CAPTCHAs (e.g. requiring a site visitor to click all the images of traffic lights in a grid of images) are often used throughout to Internet to verify that a site visitor is a human rather than a bot.
Many people claim that the providers of the CAPTCHA service (often Google) also use these CAPTCHAs to train their machine-learning algorithms by getting the site visitors to (unknowingly) label training data for supervised learning of image-recognition algorithms.
But I don't see how the (alleged) overt and covert functions of CAPTCHAs - verifying the user's humanity and labeling future training data - can be done at the same time. It seems to me in order to distinguish humans from bots, the images need to already be reliably labeled by the CAPTCHA provider so that the CAPTCHA knows whom to let through. But in order for users to provide input to future ML training runs, the images can't already be reliably labeled.

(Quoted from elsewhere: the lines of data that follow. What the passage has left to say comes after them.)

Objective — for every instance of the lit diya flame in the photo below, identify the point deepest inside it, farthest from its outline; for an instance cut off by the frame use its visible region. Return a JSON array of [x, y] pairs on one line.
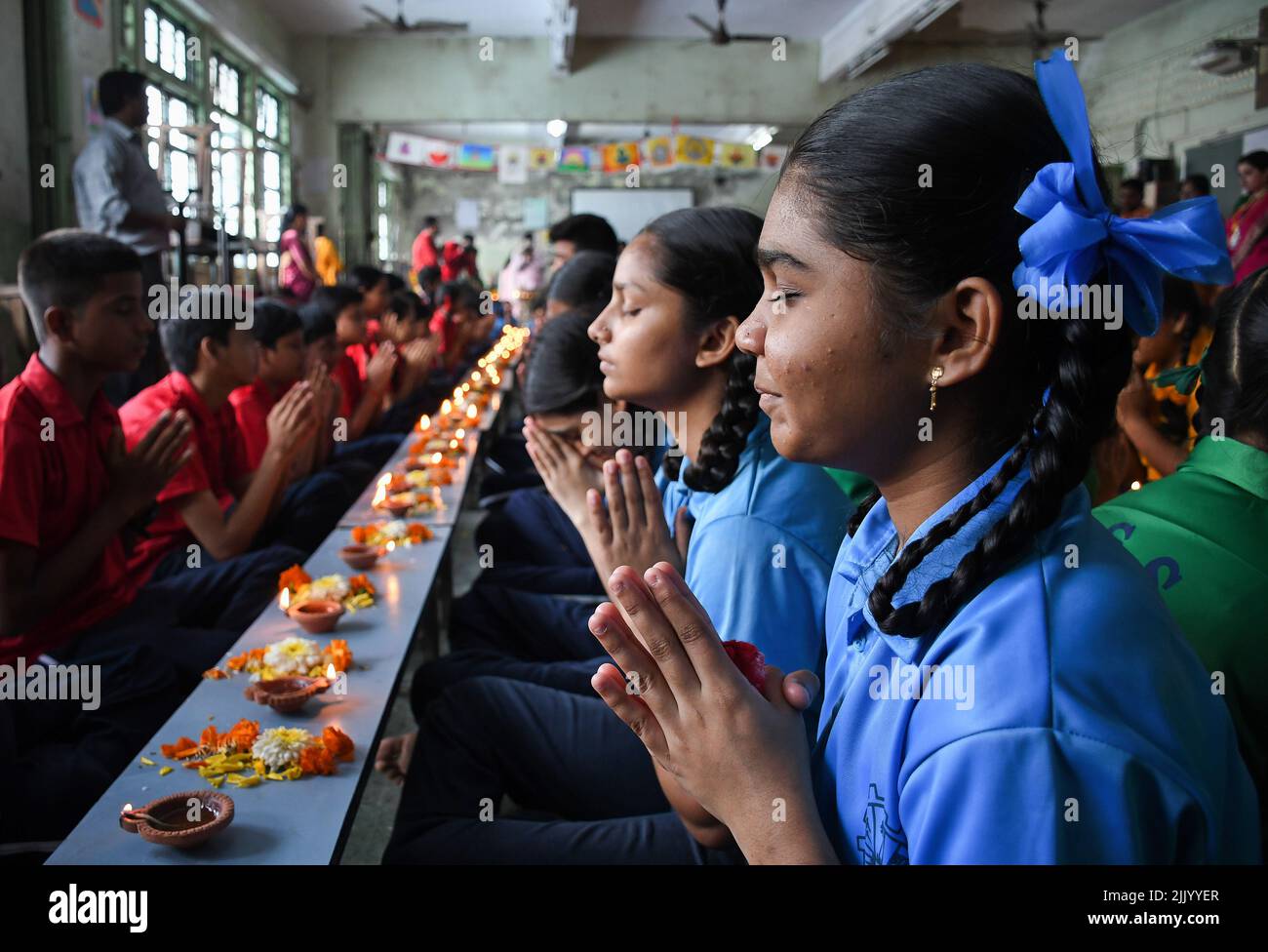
[[381, 492]]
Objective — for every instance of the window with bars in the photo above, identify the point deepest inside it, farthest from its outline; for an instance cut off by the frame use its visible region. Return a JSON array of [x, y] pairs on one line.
[[172, 151], [165, 43]]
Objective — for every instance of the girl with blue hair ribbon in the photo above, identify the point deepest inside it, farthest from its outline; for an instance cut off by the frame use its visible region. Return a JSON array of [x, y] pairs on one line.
[[1003, 684]]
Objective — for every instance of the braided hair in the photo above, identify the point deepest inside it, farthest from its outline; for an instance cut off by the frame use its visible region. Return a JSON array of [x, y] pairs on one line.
[[706, 255], [1235, 372], [1051, 384]]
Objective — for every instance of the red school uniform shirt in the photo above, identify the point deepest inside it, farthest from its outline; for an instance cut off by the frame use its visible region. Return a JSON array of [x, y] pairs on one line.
[[219, 459], [252, 406], [350, 385], [49, 488]]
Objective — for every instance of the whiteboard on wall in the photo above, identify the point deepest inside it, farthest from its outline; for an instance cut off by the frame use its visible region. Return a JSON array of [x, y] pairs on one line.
[[629, 210]]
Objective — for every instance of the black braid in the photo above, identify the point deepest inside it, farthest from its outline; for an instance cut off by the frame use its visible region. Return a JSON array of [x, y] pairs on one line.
[[1059, 443], [727, 436]]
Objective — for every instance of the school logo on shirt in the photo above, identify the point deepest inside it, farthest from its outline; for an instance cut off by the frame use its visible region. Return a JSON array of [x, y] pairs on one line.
[[880, 845]]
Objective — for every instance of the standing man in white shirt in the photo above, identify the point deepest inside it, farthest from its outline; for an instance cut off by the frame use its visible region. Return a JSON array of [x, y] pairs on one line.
[[118, 194]]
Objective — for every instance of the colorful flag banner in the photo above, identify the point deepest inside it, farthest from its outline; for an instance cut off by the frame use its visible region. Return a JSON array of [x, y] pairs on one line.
[[512, 165], [480, 159], [773, 157], [620, 156], [658, 152], [541, 160], [575, 159], [735, 155], [693, 150]]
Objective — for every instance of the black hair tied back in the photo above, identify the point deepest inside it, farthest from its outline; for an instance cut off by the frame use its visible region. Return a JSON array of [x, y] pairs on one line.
[[983, 132], [706, 255]]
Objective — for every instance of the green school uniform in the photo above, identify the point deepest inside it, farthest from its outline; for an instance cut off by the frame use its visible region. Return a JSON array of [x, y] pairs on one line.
[[1203, 534], [856, 486]]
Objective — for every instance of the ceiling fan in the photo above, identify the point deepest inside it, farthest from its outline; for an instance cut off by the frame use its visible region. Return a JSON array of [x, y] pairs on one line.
[[721, 36], [402, 25]]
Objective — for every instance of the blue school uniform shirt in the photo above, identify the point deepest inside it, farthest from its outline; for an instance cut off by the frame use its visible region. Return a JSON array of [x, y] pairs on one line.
[[1066, 719], [761, 550]]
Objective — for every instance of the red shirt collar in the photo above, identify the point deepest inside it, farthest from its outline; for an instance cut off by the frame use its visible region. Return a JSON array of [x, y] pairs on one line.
[[56, 398]]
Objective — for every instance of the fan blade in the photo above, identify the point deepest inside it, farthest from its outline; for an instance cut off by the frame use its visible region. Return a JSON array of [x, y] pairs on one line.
[[375, 13], [439, 25], [706, 26]]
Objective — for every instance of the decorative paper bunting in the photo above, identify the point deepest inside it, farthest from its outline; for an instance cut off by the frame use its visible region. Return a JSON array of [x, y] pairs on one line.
[[481, 159], [575, 159], [735, 155], [541, 160], [512, 165], [658, 152], [773, 157], [619, 156]]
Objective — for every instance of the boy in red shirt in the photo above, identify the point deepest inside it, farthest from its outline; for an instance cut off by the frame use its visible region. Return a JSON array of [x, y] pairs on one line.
[[67, 492], [217, 507]]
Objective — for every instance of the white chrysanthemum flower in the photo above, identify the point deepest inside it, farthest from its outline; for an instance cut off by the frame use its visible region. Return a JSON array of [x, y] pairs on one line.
[[329, 587], [280, 747], [292, 655]]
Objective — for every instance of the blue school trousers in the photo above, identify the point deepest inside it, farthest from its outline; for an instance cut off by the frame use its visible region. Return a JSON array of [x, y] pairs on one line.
[[535, 546], [190, 616], [584, 779], [58, 760]]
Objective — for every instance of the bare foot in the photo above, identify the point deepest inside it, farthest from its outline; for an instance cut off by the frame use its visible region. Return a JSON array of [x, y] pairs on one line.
[[392, 758]]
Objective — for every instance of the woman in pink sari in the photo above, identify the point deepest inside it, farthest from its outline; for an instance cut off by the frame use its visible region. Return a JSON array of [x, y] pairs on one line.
[[297, 276], [1248, 224]]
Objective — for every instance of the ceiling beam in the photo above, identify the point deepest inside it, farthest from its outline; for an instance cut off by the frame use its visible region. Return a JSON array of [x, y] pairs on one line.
[[863, 36]]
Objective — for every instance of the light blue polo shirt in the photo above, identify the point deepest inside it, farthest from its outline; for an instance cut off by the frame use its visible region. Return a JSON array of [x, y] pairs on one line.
[[762, 548], [1066, 719]]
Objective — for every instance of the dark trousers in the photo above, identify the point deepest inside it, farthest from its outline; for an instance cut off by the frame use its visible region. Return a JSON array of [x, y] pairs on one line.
[[190, 616], [119, 388], [58, 760], [536, 548], [552, 753]]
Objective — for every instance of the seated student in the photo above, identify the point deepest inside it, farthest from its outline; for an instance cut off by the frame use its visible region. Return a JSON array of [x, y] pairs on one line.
[[1155, 418], [280, 335], [217, 507], [68, 490], [406, 325], [1090, 732], [360, 397], [667, 342], [581, 232], [1200, 532], [582, 286], [534, 542]]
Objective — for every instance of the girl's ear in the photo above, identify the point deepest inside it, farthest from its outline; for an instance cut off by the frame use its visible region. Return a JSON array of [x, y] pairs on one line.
[[718, 342], [968, 321]]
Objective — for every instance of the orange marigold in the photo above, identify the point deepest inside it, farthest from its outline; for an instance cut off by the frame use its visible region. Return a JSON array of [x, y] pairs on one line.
[[338, 743], [316, 758], [293, 576]]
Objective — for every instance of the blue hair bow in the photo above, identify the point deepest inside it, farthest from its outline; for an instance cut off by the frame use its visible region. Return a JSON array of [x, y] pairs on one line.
[[1076, 235]]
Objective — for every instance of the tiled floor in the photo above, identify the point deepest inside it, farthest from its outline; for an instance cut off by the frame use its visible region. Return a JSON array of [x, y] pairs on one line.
[[373, 823]]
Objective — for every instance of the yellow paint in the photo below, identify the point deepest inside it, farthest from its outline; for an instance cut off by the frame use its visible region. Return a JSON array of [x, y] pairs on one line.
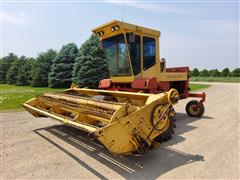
[[153, 71], [121, 126]]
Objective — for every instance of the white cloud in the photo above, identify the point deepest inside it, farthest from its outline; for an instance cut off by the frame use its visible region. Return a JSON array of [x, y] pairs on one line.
[[150, 6], [16, 18]]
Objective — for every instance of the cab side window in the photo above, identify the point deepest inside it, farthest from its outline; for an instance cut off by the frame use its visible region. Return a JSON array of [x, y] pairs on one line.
[[149, 52], [135, 52]]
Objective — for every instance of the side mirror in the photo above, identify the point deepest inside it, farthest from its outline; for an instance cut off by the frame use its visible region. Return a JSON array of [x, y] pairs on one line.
[[131, 37]]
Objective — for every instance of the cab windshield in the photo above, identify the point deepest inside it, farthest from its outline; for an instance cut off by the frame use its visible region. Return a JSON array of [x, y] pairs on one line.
[[116, 55]]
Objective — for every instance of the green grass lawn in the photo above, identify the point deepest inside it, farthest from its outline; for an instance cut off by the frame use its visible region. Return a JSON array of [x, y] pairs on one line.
[[11, 96], [195, 87], [216, 79]]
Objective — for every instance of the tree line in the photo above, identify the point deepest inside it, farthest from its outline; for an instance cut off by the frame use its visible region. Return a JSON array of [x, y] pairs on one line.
[[84, 67], [215, 72]]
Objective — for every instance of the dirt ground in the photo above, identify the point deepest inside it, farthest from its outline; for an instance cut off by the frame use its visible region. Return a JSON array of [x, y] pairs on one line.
[[207, 147]]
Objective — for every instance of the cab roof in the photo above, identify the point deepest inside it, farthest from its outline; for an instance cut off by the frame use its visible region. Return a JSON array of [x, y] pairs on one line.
[[126, 26]]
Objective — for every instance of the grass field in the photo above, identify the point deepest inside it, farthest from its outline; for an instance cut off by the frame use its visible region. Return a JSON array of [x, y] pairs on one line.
[[216, 79], [11, 96]]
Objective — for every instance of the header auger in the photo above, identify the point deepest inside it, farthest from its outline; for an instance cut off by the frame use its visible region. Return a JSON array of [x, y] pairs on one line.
[[132, 111]]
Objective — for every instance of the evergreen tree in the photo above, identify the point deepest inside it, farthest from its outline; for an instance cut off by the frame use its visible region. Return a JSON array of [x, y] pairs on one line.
[[13, 72], [24, 71], [42, 67], [62, 67], [236, 72], [225, 72], [90, 66], [5, 64]]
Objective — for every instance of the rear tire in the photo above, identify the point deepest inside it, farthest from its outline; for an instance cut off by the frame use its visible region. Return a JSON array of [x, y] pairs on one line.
[[194, 110]]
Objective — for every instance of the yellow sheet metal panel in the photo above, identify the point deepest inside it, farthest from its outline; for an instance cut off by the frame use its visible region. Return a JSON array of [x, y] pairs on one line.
[[168, 76], [121, 127], [106, 28], [123, 79]]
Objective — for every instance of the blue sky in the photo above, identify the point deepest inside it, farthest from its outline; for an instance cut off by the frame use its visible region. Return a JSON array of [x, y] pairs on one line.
[[196, 34]]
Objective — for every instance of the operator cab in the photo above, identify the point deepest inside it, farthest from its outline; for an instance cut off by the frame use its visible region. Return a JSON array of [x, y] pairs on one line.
[[131, 51]]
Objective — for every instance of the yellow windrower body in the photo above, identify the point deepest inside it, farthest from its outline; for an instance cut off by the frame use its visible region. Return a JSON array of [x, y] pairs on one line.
[[129, 125]]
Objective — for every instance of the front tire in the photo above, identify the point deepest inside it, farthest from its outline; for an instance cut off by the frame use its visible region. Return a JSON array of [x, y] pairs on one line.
[[194, 109]]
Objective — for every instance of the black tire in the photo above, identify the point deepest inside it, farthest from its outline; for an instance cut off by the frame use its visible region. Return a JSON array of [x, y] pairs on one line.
[[167, 135], [194, 112]]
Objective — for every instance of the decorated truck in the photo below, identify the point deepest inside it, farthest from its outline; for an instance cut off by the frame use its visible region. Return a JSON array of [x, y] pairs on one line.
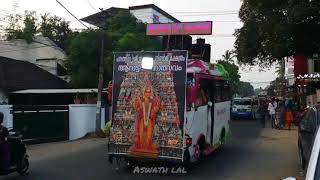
[[166, 107]]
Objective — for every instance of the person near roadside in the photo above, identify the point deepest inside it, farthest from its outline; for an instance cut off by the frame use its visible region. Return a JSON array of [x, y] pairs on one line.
[[262, 111], [288, 118], [4, 147], [272, 112]]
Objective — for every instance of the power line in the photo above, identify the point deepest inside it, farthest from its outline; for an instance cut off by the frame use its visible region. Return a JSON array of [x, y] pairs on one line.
[[197, 12], [72, 14], [92, 6]]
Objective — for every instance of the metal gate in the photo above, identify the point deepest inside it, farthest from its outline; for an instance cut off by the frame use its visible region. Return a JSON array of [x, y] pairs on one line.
[[40, 124]]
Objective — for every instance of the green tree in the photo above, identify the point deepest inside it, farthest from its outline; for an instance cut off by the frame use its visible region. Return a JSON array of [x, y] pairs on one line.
[[26, 32], [245, 89], [56, 29], [274, 30], [53, 27], [122, 32], [233, 71], [229, 56]]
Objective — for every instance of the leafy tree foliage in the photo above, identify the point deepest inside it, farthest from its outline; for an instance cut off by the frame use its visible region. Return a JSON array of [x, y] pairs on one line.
[[122, 33], [237, 86], [53, 27], [274, 29]]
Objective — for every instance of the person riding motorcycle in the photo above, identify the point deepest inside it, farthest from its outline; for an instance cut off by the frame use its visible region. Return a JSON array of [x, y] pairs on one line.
[[4, 147]]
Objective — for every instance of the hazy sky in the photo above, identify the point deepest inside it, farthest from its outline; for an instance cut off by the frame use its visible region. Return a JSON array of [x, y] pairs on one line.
[[224, 23]]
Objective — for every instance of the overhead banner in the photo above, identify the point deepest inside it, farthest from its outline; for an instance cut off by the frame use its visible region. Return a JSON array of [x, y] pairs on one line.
[[148, 104], [187, 28]]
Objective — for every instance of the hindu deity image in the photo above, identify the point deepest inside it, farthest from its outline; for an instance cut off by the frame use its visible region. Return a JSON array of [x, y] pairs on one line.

So what exactly is the claim here? Are the images in online CAPTCHAs already labeled or not? Is the claim that some CAPTCHAs are being used to block bots, and others are being used to label future training data, but no individual CAPTCHA is performing both tasks? If so, will CAPTCHAs in the second category let you through no matter which images you click? Is there any public information or estimates about the relative proportion of these two categories of CAPTCHA?
A quick search will turn up dozens of sites that claim that Google uses its CAPTCHAs to label future training data, but I haven't found any that address this point.